An experiment was conducted at the field laboratory of Bangladesh Institute of Nuclear Agriculture, Mymensingh to investigate the morpho-physiological characters, yield attribute and seed yield in seven advanced mustard mutants viz., RM 01, RM 02, RM 03, RM 04, RM 05, RM 10 and RM 11 along with a cultivar BINA sarisa-4. The experiment was laid out in a Randomized Complete Block Design with three replications. Results revealed that plant height, leaf area index (LAI) and absolute growth rate (AGR) differed significantly at all growth stages. LAI and AGR increased till 60 days after sowing (DAS) followed by a decline due to leaf shedding at later growth stages. The mutant RM 05 showed superiority in respect of LAI and growth parameters like AGR at most of the growth stages and also produced the highest seed yield whilst RM 01 and RM 10 showed the inferiority in case of plant height, LAI and AGR. Moreover, high yielding genotypes showed superiority in leaf chlorophyll content, photosynthesis; total sugar content and nitrate reductage activity. RM 05 produced higher number of siliqua plant-1 resulting higher seed yield achieved. Among the mutants/cultivars, RM 05 produced the highest seed yield due to morpho-physiological superiority than the others.
Key words: Mustard, mutants, evaluation, growth and yield attributes.
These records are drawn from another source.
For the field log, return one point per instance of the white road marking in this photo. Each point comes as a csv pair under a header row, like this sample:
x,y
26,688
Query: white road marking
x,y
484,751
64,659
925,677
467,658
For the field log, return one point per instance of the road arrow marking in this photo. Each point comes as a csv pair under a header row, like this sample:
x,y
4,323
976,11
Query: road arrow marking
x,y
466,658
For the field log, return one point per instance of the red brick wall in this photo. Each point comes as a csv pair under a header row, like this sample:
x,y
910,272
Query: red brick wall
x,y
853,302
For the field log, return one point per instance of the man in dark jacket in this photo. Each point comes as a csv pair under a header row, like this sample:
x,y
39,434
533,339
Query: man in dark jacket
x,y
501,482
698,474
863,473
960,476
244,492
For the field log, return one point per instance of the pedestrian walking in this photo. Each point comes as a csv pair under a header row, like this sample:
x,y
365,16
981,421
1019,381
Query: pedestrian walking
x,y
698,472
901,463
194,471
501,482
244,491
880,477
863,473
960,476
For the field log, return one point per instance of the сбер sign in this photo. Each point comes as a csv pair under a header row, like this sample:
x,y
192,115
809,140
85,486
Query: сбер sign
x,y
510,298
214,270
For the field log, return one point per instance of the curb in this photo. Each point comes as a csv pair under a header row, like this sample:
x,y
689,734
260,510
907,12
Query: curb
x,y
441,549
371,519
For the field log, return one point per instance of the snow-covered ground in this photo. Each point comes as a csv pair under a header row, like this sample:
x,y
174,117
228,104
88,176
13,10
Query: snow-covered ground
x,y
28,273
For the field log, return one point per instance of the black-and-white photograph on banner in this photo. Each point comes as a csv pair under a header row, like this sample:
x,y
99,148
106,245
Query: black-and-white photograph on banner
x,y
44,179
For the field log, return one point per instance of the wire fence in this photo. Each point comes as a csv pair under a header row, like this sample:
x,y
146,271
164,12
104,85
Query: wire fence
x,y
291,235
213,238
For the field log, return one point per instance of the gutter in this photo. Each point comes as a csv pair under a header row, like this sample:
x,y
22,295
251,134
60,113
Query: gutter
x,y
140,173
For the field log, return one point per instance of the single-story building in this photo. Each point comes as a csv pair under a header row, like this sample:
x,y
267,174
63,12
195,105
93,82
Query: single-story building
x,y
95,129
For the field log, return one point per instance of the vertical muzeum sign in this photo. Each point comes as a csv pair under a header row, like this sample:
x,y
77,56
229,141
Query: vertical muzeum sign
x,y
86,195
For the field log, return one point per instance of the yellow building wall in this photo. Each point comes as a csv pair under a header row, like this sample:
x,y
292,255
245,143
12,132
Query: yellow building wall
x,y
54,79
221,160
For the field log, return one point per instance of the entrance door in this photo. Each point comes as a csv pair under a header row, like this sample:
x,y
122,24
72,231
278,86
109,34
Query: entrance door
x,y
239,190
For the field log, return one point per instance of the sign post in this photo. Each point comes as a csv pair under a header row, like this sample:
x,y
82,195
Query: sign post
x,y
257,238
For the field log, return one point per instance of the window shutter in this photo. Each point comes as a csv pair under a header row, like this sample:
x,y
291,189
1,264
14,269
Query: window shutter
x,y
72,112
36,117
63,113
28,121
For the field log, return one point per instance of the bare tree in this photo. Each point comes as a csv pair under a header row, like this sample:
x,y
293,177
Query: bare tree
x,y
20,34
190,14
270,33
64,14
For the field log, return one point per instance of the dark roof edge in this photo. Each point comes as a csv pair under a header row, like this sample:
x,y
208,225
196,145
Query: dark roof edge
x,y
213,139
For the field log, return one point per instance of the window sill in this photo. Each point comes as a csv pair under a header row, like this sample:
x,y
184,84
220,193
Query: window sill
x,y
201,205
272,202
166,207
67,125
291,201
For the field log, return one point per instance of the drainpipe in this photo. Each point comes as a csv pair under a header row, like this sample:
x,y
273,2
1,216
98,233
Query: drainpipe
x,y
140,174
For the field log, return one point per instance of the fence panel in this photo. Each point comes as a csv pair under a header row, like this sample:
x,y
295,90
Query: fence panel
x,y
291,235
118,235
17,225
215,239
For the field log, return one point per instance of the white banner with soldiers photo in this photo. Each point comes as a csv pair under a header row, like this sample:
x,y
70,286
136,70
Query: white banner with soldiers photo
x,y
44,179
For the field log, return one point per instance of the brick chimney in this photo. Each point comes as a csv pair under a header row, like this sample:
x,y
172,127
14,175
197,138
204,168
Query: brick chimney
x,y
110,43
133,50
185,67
Introduction Brassica oil crop is the most important that supplies major edible oil in Bangladesh (BBS, 2009). It covers about 80% of the total oilseed acreage and about 71% of the total production (BBS, 2009). In Bangladesh, the seed yield of mustard is about 760 kg ha-¹ which is very low in comparison to other developed countries (2400 kg ha-¹) (FAO, 2007). The low yield is due to lack of high yielding varieties and improper agronomic practices. An understanding of some morpho-physiological characters in mustard is necessary to make progress in genotypic improvement and for the management of the crop either to increase yield and quality or to reduce the cost of production. Important physiological attributes such as leaf area index (LAI), crop growth rate (CGR), relative growth rate (RGR), net assimilation rate (NAR) and specific leaf weight (SLW) can address various constraints of a variety for increasing its productivity (Tandale and Ubale, 2007). In Bangladesh, several research Institutes like BARI, BINA and BAU have developed a couple of varieties of mustard which are high yielding compared to local landrace. Recently, BINA has developed several promising mustard genotypes of high yield potentials. These genotypes need to be assessed for their physiological growth and morphological maneuvering that takes place compared to the existing mustard cultivars. The present research work has been designed to study the different growth parameters and other morpho-physiological characteristics responsible for higher biological yield as well as their interrelation to the grain yield. Overall objectives of the research work were to evaluate the growth and development of seven elite mustard genotypes compared to the existing variety, BINAsarisa-4; and to select better genotype in respect to growth and yield components.